2006年12月25日月曜日

懐かしいひとり暮らし

 三十年あまり前、二十一才の私はあこがれのひとり暮らしを始めました。当時女性のひとり暮らしがそんなに多くない時代だったので、ちょっぴり勇気のいる行動でした。

 私の住んでいたアパートは女性専用で私とあまり年齢のかわらない七人が暮らしていました。今の様にバストイレ付のマンションなんてものではなく、家賃一万円だったでしょうか、共同台所に共同トイレ、お風呂も共同でした。
 夕方になると台所の二台しかないコンロはあくのを待つ事もしばしばで、当然おかずの交換なんかも有りです。週三回のお風呂の日には風呂の前の廊下に名前の書いた洗面器が並びます。入った人から順に次の名の人に声をかけるのです。最後の人が同じ棟に住む管理人さんに終了した事を伝えに行きます。

 電話はかかって来たら管理人さんが呼び出してくれました。冬なんかは電話機が外にあったのでとっても寒かったのを覚えています。
 だれかが風邪で寝こめばだれかが食事を作ってあげる。

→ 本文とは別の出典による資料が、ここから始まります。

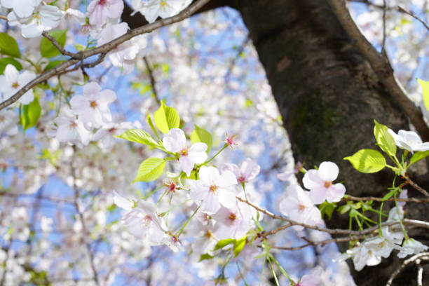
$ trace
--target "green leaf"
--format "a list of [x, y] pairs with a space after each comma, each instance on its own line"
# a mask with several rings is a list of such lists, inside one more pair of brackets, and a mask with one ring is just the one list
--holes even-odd
[[34, 100], [29, 104], [24, 105], [20, 114], [22, 128], [26, 130], [37, 124], [41, 113], [41, 108], [37, 97], [34, 97]]
[[0, 74], [3, 74], [4, 69], [8, 64], [13, 64], [16, 67], [16, 69], [20, 71], [22, 69], [22, 66], [18, 60], [13, 57], [2, 57], [0, 59]]
[[149, 126], [151, 126], [151, 129], [152, 130], [152, 131], [154, 131], [154, 133], [155, 133], [156, 138], [161, 140], [161, 139], [159, 138], [159, 135], [158, 135], [158, 131], [156, 131], [156, 128], [155, 128], [154, 122], [152, 121], [152, 118], [151, 118], [151, 114], [149, 113], [147, 114], [146, 121], [147, 121], [147, 123], [149, 125]]
[[234, 243], [234, 247], [233, 248], [233, 251], [236, 257], [238, 256], [240, 252], [241, 252], [241, 250], [243, 250], [245, 245], [246, 245], [246, 243], [247, 242], [247, 237], [245, 236]]
[[[64, 48], [67, 39], [67, 30], [53, 31], [49, 33], [60, 46]], [[43, 37], [40, 40], [40, 53], [43, 57], [54, 57], [61, 55], [61, 53], [48, 39]]]
[[422, 95], [425, 107], [426, 107], [426, 110], [429, 111], [429, 81], [425, 81], [419, 79], [417, 79], [417, 81], [418, 81], [423, 90]]
[[220, 250], [221, 248], [224, 248], [228, 245], [236, 243], [236, 241], [237, 240], [233, 238], [226, 238], [226, 239], [222, 239], [222, 240], [219, 240], [217, 243], [216, 244], [216, 245], [214, 246], [214, 249], [213, 250]]
[[386, 167], [386, 158], [376, 150], [362, 149], [353, 156], [346, 157], [352, 163], [355, 169], [363, 173], [377, 172]]
[[21, 57], [16, 40], [6, 33], [0, 33], [0, 53], [14, 57]]
[[376, 120], [374, 120], [374, 136], [377, 142], [377, 145], [389, 156], [396, 156], [396, 144], [393, 137], [388, 131], [389, 128], [386, 125], [380, 124]]
[[195, 129], [191, 134], [191, 142], [192, 143], [203, 142], [207, 144], [206, 152], [209, 153], [213, 145], [213, 139], [210, 132], [207, 131], [204, 128], [201, 128], [196, 124], [195, 125]]
[[416, 162], [418, 162], [419, 161], [424, 159], [425, 158], [429, 156], [429, 150], [416, 152], [413, 154], [410, 161], [409, 165], [411, 165]]
[[200, 256], [200, 260], [198, 260], [198, 262], [202, 261], [203, 260], [211, 259], [212, 258], [213, 258], [212, 256], [208, 253], [205, 253], [204, 254], [201, 254]]
[[329, 219], [332, 217], [332, 213], [335, 208], [336, 207], [336, 204], [335, 203], [328, 203], [327, 201], [325, 201], [322, 204], [319, 205], [319, 210], [322, 213], [322, 218], [325, 215], [326, 215]]
[[176, 109], [165, 105], [164, 102], [161, 106], [155, 111], [154, 120], [158, 129], [163, 133], [168, 133], [170, 129], [178, 128], [180, 125], [180, 117]]
[[130, 129], [116, 137], [152, 147], [158, 147], [154, 138], [148, 132], [141, 129]]
[[159, 178], [164, 172], [165, 161], [159, 158], [149, 158], [144, 160], [139, 167], [134, 182], [151, 182]]

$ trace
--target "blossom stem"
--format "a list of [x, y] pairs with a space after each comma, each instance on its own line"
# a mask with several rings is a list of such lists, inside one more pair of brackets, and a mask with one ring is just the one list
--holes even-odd
[[217, 153], [216, 153], [216, 154], [214, 154], [214, 156], [213, 156], [212, 158], [210, 158], [210, 159], [208, 159], [207, 161], [206, 161], [205, 162], [204, 162], [203, 164], [200, 165], [200, 166], [203, 166], [203, 165], [207, 165], [207, 164], [208, 164], [209, 163], [210, 163], [211, 161], [213, 161], [213, 159], [214, 159], [214, 158], [216, 158], [216, 157], [217, 157], [217, 156], [219, 154], [221, 154], [221, 152], [222, 152], [222, 151], [224, 151], [224, 150], [225, 149], [225, 148], [226, 148], [227, 147], [228, 147], [228, 144], [227, 144], [226, 143], [225, 143], [225, 144], [224, 144], [224, 146], [222, 147], [222, 148], [221, 148], [221, 149], [220, 149], [220, 150], [219, 150], [219, 151], [217, 151]]

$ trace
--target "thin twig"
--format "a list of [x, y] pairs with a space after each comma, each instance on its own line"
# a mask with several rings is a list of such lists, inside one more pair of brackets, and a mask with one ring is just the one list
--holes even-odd
[[[107, 54], [110, 50], [117, 47], [120, 44], [130, 40], [132, 38], [134, 38], [136, 36], [139, 36], [143, 34], [150, 33], [152, 31], [154, 31], [157, 29], [161, 28], [161, 27], [167, 26], [171, 24], [174, 24], [175, 22], [182, 21], [184, 19], [186, 19], [190, 17], [192, 14], [196, 12], [198, 9], [202, 8], [204, 5], [208, 3], [210, 0], [198, 0], [195, 1], [192, 5], [189, 7], [184, 9], [180, 13], [175, 16], [170, 17], [165, 19], [158, 20], [153, 23], [146, 25], [144, 26], [139, 27], [138, 28], [133, 29], [130, 31], [128, 31], [128, 33], [107, 43], [104, 45], [102, 45], [99, 47], [95, 48], [91, 50], [87, 50], [85, 51], [78, 53], [77, 57], [80, 60], [76, 59], [70, 59], [66, 62], [64, 62], [53, 69], [49, 69], [43, 74], [40, 74], [36, 79], [26, 84], [22, 87], [20, 90], [19, 90], [16, 93], [12, 95], [11, 97], [0, 103], [0, 110], [8, 107], [9, 105], [13, 104], [17, 102], [25, 93], [28, 90], [33, 88], [34, 86], [41, 83], [48, 79], [50, 79], [53, 76], [57, 76], [61, 73], [64, 73], [64, 71], [67, 70], [67, 69], [72, 67], [74, 64], [77, 64], [80, 61], [83, 61], [83, 60], [92, 57], [96, 55], [100, 54]], [[95, 61], [94, 63], [97, 63], [98, 61]], [[69, 71], [76, 70], [74, 69], [72, 69]]]
[[47, 39], [48, 39], [50, 43], [52, 43], [52, 44], [57, 48], [57, 49], [60, 51], [60, 53], [61, 53], [61, 54], [62, 54], [63, 55], [67, 55], [69, 57], [71, 57], [74, 59], [77, 59], [79, 60], [80, 57], [79, 54], [77, 53], [70, 53], [67, 50], [66, 50], [64, 48], [62, 48], [61, 46], [61, 45], [60, 44], [60, 43], [58, 43], [57, 41], [57, 40], [52, 36], [50, 36], [49, 34], [48, 34], [46, 32], [43, 31], [42, 32], [42, 36], [44, 36], [45, 38], [46, 38]]
[[347, 34], [354, 40], [356, 46], [368, 60], [380, 81], [397, 102], [404, 113], [408, 116], [423, 140], [429, 140], [429, 127], [423, 119], [421, 111], [407, 97], [404, 88], [395, 76], [387, 58], [380, 54], [362, 34], [350, 15], [346, 6], [346, 2], [343, 0], [328, 0], [328, 2]]
[[393, 282], [393, 280], [396, 278], [396, 276], [397, 276], [397, 275], [400, 273], [401, 271], [404, 270], [404, 268], [407, 267], [408, 264], [415, 262], [417, 259], [419, 259], [421, 261], [429, 261], [429, 252], [421, 252], [418, 254], [414, 255], [408, 259], [405, 260], [402, 263], [402, 264], [401, 264], [401, 266], [397, 269], [396, 269], [396, 271], [395, 271], [393, 273], [392, 273], [386, 286], [391, 286], [392, 282]]
[[152, 93], [154, 93], [154, 97], [155, 97], [155, 100], [158, 103], [158, 105], [161, 105], [161, 100], [159, 100], [159, 97], [158, 96], [158, 91], [156, 90], [156, 81], [155, 80], [155, 76], [154, 76], [154, 71], [152, 70], [152, 67], [147, 60], [147, 57], [143, 57], [143, 61], [144, 62], [144, 65], [146, 66], [146, 69], [147, 69], [147, 73], [149, 76], [149, 80], [151, 81], [151, 87], [152, 88]]
[[404, 8], [403, 8], [401, 6], [397, 6], [397, 11], [400, 11], [400, 12], [404, 13], [405, 13], [407, 15], [409, 15], [410, 16], [411, 16], [412, 18], [414, 18], [414, 19], [416, 19], [416, 20], [418, 20], [418, 22], [422, 23], [423, 25], [425, 26], [425, 28], [426, 28], [426, 29], [429, 31], [429, 25], [428, 25], [428, 23], [426, 23], [426, 21], [425, 21], [424, 20], [421, 19], [421, 18], [417, 17], [412, 12], [410, 12], [408, 10], [405, 10]]

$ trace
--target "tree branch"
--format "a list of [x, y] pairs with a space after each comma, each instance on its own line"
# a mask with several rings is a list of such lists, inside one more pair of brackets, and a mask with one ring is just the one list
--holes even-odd
[[[170, 17], [165, 19], [158, 20], [151, 24], [148, 24], [144, 26], [133, 29], [130, 31], [128, 31], [127, 34], [123, 34], [109, 43], [107, 43], [104, 45], [102, 45], [99, 47], [95, 48], [91, 50], [87, 50], [83, 52], [79, 52], [76, 54], [76, 57], [79, 60], [76, 60], [74, 58], [70, 59], [67, 62], [64, 62], [53, 69], [49, 69], [43, 74], [40, 74], [36, 79], [26, 84], [22, 88], [18, 90], [15, 94], [12, 95], [11, 97], [0, 103], [0, 110], [8, 107], [9, 105], [16, 102], [28, 90], [33, 88], [34, 86], [41, 83], [43, 81], [47, 81], [53, 76], [57, 76], [57, 74], [62, 74], [64, 73], [67, 73], [69, 72], [64, 72], [67, 70], [67, 68], [72, 67], [74, 64], [77, 64], [80, 61], [83, 61], [83, 60], [92, 57], [96, 55], [102, 55], [107, 54], [110, 50], [117, 47], [120, 44], [130, 40], [130, 39], [139, 36], [143, 34], [150, 33], [157, 29], [161, 28], [161, 27], [167, 26], [173, 23], [176, 23], [177, 22], [180, 22], [184, 19], [186, 19], [190, 17], [192, 14], [193, 14], [196, 11], [208, 3], [210, 0], [198, 0], [195, 1], [192, 5], [189, 7], [184, 9], [178, 15], [175, 16]], [[100, 60], [100, 57], [99, 57]], [[98, 62], [99, 61], [95, 61], [95, 64], [98, 64], [101, 62]], [[93, 64], [88, 64], [89, 66], [88, 67], [93, 67]], [[95, 64], [96, 65], [96, 64]], [[76, 69], [72, 69], [69, 71], [76, 70]]]
[[343, 0], [327, 0], [343, 27], [368, 60], [380, 81], [392, 97], [400, 104], [411, 123], [424, 141], [429, 141], [429, 127], [425, 123], [421, 111], [408, 98], [406, 92], [393, 74], [387, 59], [380, 54], [362, 34], [353, 21]]

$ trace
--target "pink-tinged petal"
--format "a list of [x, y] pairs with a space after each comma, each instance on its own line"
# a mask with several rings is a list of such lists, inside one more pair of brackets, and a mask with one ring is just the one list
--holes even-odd
[[236, 177], [240, 176], [240, 168], [236, 164], [231, 164], [230, 163], [226, 163], [222, 165], [222, 172], [230, 171], [232, 172]]
[[236, 207], [237, 199], [236, 194], [225, 189], [219, 189], [217, 190], [219, 202], [225, 207], [233, 209]]
[[326, 189], [325, 188], [313, 189], [308, 193], [308, 196], [313, 203], [316, 205], [323, 203], [326, 200]]
[[207, 185], [216, 184], [220, 178], [217, 169], [214, 167], [203, 166], [200, 169], [200, 179]]
[[217, 186], [221, 187], [229, 187], [237, 184], [237, 178], [232, 172], [225, 171], [222, 173], [222, 176], [215, 181], [215, 184]]
[[221, 205], [218, 197], [212, 191], [207, 193], [201, 203], [201, 211], [207, 214], [216, 213], [220, 207]]
[[329, 203], [339, 202], [346, 193], [346, 187], [341, 183], [331, 185], [327, 190], [326, 200]]
[[338, 177], [339, 169], [333, 162], [322, 162], [318, 170], [319, 177], [325, 182], [332, 182]]
[[86, 109], [88, 107], [89, 102], [82, 95], [75, 95], [70, 100], [70, 105], [72, 106], [72, 109], [73, 109], [74, 112], [79, 112]]
[[101, 90], [100, 85], [95, 82], [90, 82], [83, 86], [83, 95], [88, 96], [97, 94]]
[[97, 102], [100, 104], [107, 106], [116, 100], [116, 94], [111, 90], [104, 90], [98, 93]]
[[203, 152], [194, 152], [189, 150], [188, 154], [189, 160], [194, 164], [201, 164], [207, 160], [207, 153]]
[[203, 142], [195, 143], [189, 148], [190, 152], [205, 152], [206, 150], [207, 144]]
[[34, 94], [33, 93], [33, 90], [28, 90], [27, 93], [24, 93], [24, 95], [20, 98], [18, 102], [22, 103], [22, 104], [28, 104], [34, 100]]
[[114, 191], [114, 203], [125, 210], [131, 210], [134, 204]]
[[192, 169], [193, 169], [193, 163], [191, 161], [189, 157], [187, 156], [182, 156], [179, 158], [179, 163], [182, 170], [186, 173], [186, 175], [189, 177]]
[[6, 81], [9, 83], [13, 83], [18, 81], [18, 76], [20, 76], [20, 73], [18, 69], [16, 69], [16, 67], [15, 67], [13, 64], [10, 64], [4, 69], [4, 74], [6, 76]]
[[306, 189], [308, 190], [319, 188], [325, 183], [319, 177], [317, 170], [314, 169], [307, 171], [304, 178], [302, 178], [302, 182]]
[[247, 158], [241, 163], [240, 170], [241, 170], [241, 175], [244, 176], [246, 181], [249, 181], [258, 175], [261, 167], [253, 160]]

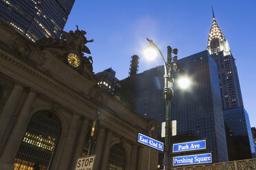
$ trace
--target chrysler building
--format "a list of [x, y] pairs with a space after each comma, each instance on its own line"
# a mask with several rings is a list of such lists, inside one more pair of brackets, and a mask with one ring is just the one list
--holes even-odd
[[222, 109], [243, 106], [235, 59], [232, 56], [228, 40], [217, 24], [213, 9], [207, 50], [217, 66]]

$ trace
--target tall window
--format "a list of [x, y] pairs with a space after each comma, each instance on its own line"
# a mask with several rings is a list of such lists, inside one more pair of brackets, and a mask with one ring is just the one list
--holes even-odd
[[119, 144], [114, 145], [110, 149], [107, 170], [125, 170], [125, 152]]
[[56, 147], [61, 126], [51, 112], [35, 113], [27, 127], [16, 155], [14, 170], [46, 170], [50, 165]]

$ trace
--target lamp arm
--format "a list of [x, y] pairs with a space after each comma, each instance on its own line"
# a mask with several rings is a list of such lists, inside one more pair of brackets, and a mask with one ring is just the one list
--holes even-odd
[[149, 44], [153, 45], [156, 49], [157, 49], [158, 50], [158, 52], [160, 53], [161, 57], [162, 57], [162, 61], [164, 62], [164, 75], [168, 75], [168, 71], [167, 71], [167, 64], [165, 62], [165, 60], [164, 60], [164, 56], [162, 55], [161, 51], [160, 50], [160, 49], [158, 47], [158, 46], [156, 46], [153, 42], [153, 40], [149, 40], [149, 38], [147, 38], [147, 40], [149, 42]]

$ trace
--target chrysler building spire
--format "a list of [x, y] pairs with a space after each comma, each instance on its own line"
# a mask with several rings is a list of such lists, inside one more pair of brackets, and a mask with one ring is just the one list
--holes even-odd
[[231, 49], [228, 42], [217, 24], [216, 19], [213, 10], [213, 24], [208, 36], [207, 50], [210, 54], [216, 53], [219, 51], [224, 51], [224, 56], [231, 54]]

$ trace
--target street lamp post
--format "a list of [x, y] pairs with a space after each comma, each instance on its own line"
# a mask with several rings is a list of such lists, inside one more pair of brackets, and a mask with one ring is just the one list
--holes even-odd
[[[167, 47], [167, 62], [165, 62], [164, 56], [159, 48], [153, 42], [152, 40], [147, 40], [149, 42], [150, 46], [156, 48], [161, 55], [164, 67], [164, 86], [163, 88], [163, 94], [166, 99], [166, 113], [165, 113], [165, 138], [164, 138], [164, 158], [163, 161], [164, 169], [171, 169], [171, 131], [170, 130], [170, 116], [171, 116], [171, 99], [173, 97], [173, 90], [172, 88], [173, 78], [173, 73], [174, 71], [180, 71], [178, 67], [177, 56], [172, 57], [171, 53], [177, 55], [178, 49], [172, 49], [170, 46]], [[173, 62], [171, 62], [173, 61]]]

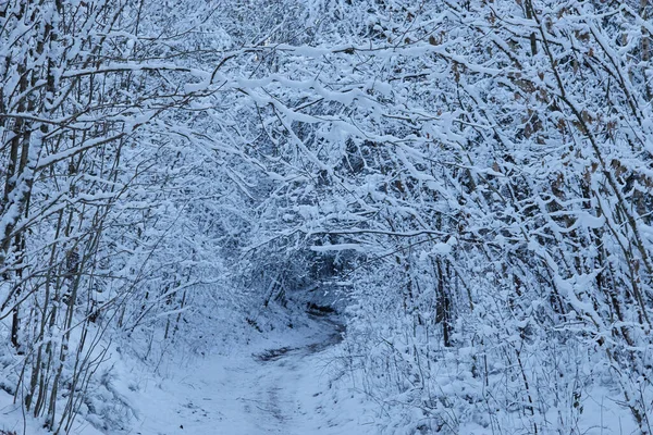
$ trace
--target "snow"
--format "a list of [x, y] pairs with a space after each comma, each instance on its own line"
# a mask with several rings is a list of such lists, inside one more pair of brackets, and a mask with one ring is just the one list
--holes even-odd
[[312, 327], [168, 366], [164, 380], [143, 378], [130, 397], [140, 415], [133, 433], [378, 433], [364, 398], [330, 383], [338, 333], [326, 321]]
[[[329, 318], [251, 336], [246, 346], [151, 369], [123, 356], [112, 387], [134, 407], [131, 435], [378, 434], [373, 407], [346, 381], [333, 382], [342, 326]], [[258, 334], [258, 333], [257, 333]], [[0, 394], [0, 428], [46, 434]], [[82, 420], [82, 419], [78, 419]], [[73, 435], [98, 435], [81, 421]]]

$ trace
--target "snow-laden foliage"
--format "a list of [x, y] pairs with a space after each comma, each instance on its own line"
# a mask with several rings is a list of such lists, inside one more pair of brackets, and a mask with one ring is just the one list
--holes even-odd
[[652, 8], [0, 5], [3, 388], [116, 425], [110, 339], [338, 287], [391, 433], [580, 434], [597, 391], [651, 433]]

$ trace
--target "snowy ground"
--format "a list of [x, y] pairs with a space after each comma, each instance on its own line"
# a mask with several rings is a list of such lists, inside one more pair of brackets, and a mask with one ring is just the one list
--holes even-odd
[[[306, 334], [306, 335], [304, 335]], [[212, 356], [165, 381], [144, 380], [133, 434], [373, 434], [356, 393], [331, 388], [340, 327], [284, 331], [229, 356]], [[357, 400], [358, 398], [358, 400]]]
[[[305, 327], [254, 335], [247, 346], [185, 363], [165, 363], [162, 376], [115, 364], [112, 386], [134, 408], [130, 435], [377, 434], [373, 413], [346, 381], [330, 385], [341, 326], [313, 319]], [[0, 428], [40, 434], [15, 406], [0, 400]], [[88, 423], [75, 435], [96, 435]]]

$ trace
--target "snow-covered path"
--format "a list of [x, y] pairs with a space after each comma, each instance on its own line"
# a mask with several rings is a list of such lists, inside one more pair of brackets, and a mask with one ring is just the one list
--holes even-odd
[[[144, 381], [131, 434], [375, 434], [355, 389], [329, 385], [338, 325], [316, 320], [230, 356], [208, 357], [165, 381]], [[174, 371], [172, 368], [171, 371]]]

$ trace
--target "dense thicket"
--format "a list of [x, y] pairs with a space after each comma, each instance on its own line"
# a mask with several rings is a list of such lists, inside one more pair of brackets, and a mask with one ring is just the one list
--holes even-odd
[[328, 279], [395, 426], [580, 434], [604, 388], [651, 433], [652, 12], [0, 5], [4, 388], [65, 432], [109, 337]]

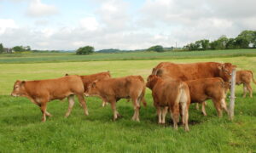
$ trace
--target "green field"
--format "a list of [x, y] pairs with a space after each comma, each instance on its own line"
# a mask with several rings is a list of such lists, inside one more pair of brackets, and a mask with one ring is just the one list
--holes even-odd
[[215, 57], [256, 56], [256, 49], [235, 49], [190, 52], [134, 52], [122, 54], [93, 54], [76, 55], [74, 53], [32, 53], [0, 55], [0, 63], [49, 63], [102, 60], [170, 60], [201, 59]]
[[[207, 54], [216, 54], [213, 52], [209, 51]], [[253, 50], [248, 52], [251, 53]], [[171, 53], [168, 54], [171, 54]], [[112, 59], [112, 55], [116, 54], [102, 54], [103, 58], [99, 58], [99, 60], [105, 60], [104, 57], [108, 60]], [[236, 86], [237, 98], [233, 122], [228, 120], [225, 113], [223, 118], [218, 118], [211, 101], [207, 106], [207, 116], [203, 116], [195, 109], [195, 105], [191, 105], [189, 133], [185, 133], [181, 127], [177, 131], [173, 130], [171, 128], [170, 116], [167, 116], [168, 122], [166, 126], [157, 124], [156, 112], [152, 105], [153, 99], [148, 89], [146, 93], [148, 106], [141, 109], [140, 122], [131, 121], [133, 108], [132, 105], [126, 100], [120, 100], [117, 104], [117, 109], [123, 117], [113, 122], [113, 112], [109, 105], [103, 108], [101, 106], [100, 99], [87, 98], [88, 116], [84, 116], [83, 109], [76, 100], [70, 116], [64, 118], [67, 101], [55, 100], [48, 104], [48, 111], [54, 116], [47, 118], [46, 122], [42, 123], [41, 111], [37, 105], [32, 104], [27, 99], [9, 96], [13, 84], [18, 79], [47, 79], [60, 77], [65, 73], [85, 75], [106, 71], [110, 71], [113, 77], [142, 75], [146, 78], [150, 74], [151, 69], [161, 61], [231, 62], [236, 65], [238, 69], [252, 70], [256, 72], [254, 55], [235, 57], [236, 55], [233, 53], [230, 54], [232, 57], [214, 58], [212, 55], [210, 58], [203, 58], [201, 55], [189, 56], [188, 54], [187, 56], [192, 59], [179, 55], [177, 60], [172, 58], [168, 60], [167, 56], [155, 55], [154, 59], [166, 60], [152, 60], [142, 58], [143, 60], [128, 60], [128, 58], [127, 60], [84, 62], [81, 60], [90, 60], [90, 56], [67, 54], [67, 61], [78, 60], [79, 62], [63, 62], [66, 55], [61, 54], [60, 56], [49, 55], [53, 57], [49, 60], [47, 60], [47, 56], [41, 59], [34, 54], [8, 56], [0, 56], [0, 63], [2, 63], [0, 64], [0, 152], [256, 151], [256, 94], [253, 94], [253, 98], [242, 99], [241, 86]], [[19, 56], [24, 56], [26, 60], [21, 57], [19, 61]], [[67, 56], [81, 57], [81, 59], [71, 58], [70, 60]], [[97, 54], [91, 56], [97, 56]], [[126, 56], [131, 57], [132, 55], [127, 54]], [[88, 60], [85, 60], [86, 58]], [[53, 59], [57, 63], [54, 63]], [[113, 58], [113, 60], [121, 59]], [[44, 63], [35, 63], [37, 61]], [[48, 61], [51, 63], [47, 63]], [[252, 85], [255, 93], [256, 85]]]

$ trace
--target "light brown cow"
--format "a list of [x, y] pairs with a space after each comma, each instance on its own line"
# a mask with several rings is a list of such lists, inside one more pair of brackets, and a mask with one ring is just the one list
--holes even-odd
[[85, 95], [100, 96], [104, 101], [110, 103], [113, 111], [113, 121], [119, 116], [115, 103], [120, 99], [131, 99], [134, 108], [132, 120], [139, 122], [140, 101], [146, 105], [145, 89], [145, 82], [141, 76], [128, 76], [94, 82], [85, 89]]
[[51, 115], [46, 110], [46, 105], [54, 99], [68, 98], [69, 106], [66, 116], [70, 115], [74, 104], [74, 96], [77, 95], [82, 105], [84, 114], [88, 115], [86, 103], [84, 99], [84, 88], [79, 76], [67, 76], [56, 79], [16, 81], [14, 85], [12, 96], [28, 98], [32, 103], [38, 105], [43, 113], [42, 121], [46, 121], [46, 116]]
[[191, 103], [202, 104], [204, 116], [207, 116], [204, 101], [207, 99], [212, 100], [219, 117], [222, 116], [222, 109], [228, 113], [225, 102], [227, 89], [222, 78], [203, 78], [186, 81], [185, 82], [189, 88]]
[[[68, 74], [66, 74], [66, 76], [68, 76]], [[96, 73], [96, 74], [91, 74], [91, 75], [85, 75], [85, 76], [80, 76], [81, 79], [84, 83], [84, 88], [88, 88], [88, 86], [90, 83], [95, 82], [95, 81], [99, 81], [102, 79], [108, 79], [111, 77], [110, 72], [100, 72], [100, 73]], [[102, 99], [102, 107], [106, 105], [107, 102]]]
[[167, 76], [172, 79], [188, 81], [200, 78], [221, 77], [224, 82], [231, 79], [235, 65], [230, 63], [203, 62], [191, 64], [175, 64], [162, 62], [155, 66], [152, 74]]
[[185, 131], [189, 131], [189, 108], [190, 96], [188, 85], [181, 81], [162, 79], [156, 75], [150, 75], [147, 79], [147, 87], [152, 90], [154, 105], [157, 109], [158, 122], [166, 122], [167, 110], [170, 110], [173, 128], [177, 129], [179, 114]]
[[253, 89], [250, 85], [251, 82], [256, 84], [252, 71], [236, 71], [236, 84], [243, 84], [243, 98], [246, 97], [247, 90], [250, 97], [253, 97]]

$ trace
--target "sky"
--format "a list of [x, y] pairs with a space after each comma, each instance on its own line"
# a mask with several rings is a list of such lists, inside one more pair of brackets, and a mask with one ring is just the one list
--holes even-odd
[[256, 30], [255, 0], [0, 0], [0, 43], [142, 49]]

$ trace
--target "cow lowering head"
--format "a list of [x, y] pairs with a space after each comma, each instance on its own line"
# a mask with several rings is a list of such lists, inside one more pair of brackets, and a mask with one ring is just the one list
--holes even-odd
[[231, 63], [224, 63], [218, 65], [219, 70], [219, 76], [224, 79], [224, 82], [230, 82], [231, 81], [231, 74], [236, 65], [232, 65]]
[[26, 90], [24, 88], [25, 83], [26, 83], [25, 81], [21, 82], [21, 81], [17, 80], [15, 82], [14, 89], [13, 89], [11, 95], [17, 97], [17, 96], [22, 96], [22, 95], [26, 94]]
[[87, 88], [84, 88], [85, 96], [94, 96], [98, 95], [98, 88], [96, 87], [97, 80], [92, 82], [87, 86]]
[[152, 89], [157, 81], [157, 79], [159, 78], [159, 76], [157, 76], [156, 75], [150, 75], [148, 76], [147, 78], [147, 84], [146, 87]]

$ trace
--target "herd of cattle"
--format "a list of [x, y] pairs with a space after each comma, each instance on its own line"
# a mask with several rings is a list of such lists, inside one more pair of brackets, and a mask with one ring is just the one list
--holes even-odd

そんな事はあたり前の事でした。土曜の夜は自然にだれかの部屋に集まってゲームやおしゃべりで夜更けまで過ごしました。「遠くの親類より近くの他人」という言葉がありますが、まさにそんな助け合いの生活でした。今の若い人には想像もつかないでしょうね。かえってわずらわしささえ感じるかもしれませんね。

 結婚によって住人の入れかわりもありましたが、私も四年間楽しく過ごす事ができました。自然に連絡も途絶えてしまいましたが、この頃懐かしく当時を思い出す事が多くなりました。最近久しぶりにそのアパートの前を通ると、壊されずにまだありました。リフォームされ外観もかわり○○荘から○○ハイツになっていました。
 今はバス・トイレ付になったのでしょうね、きっと。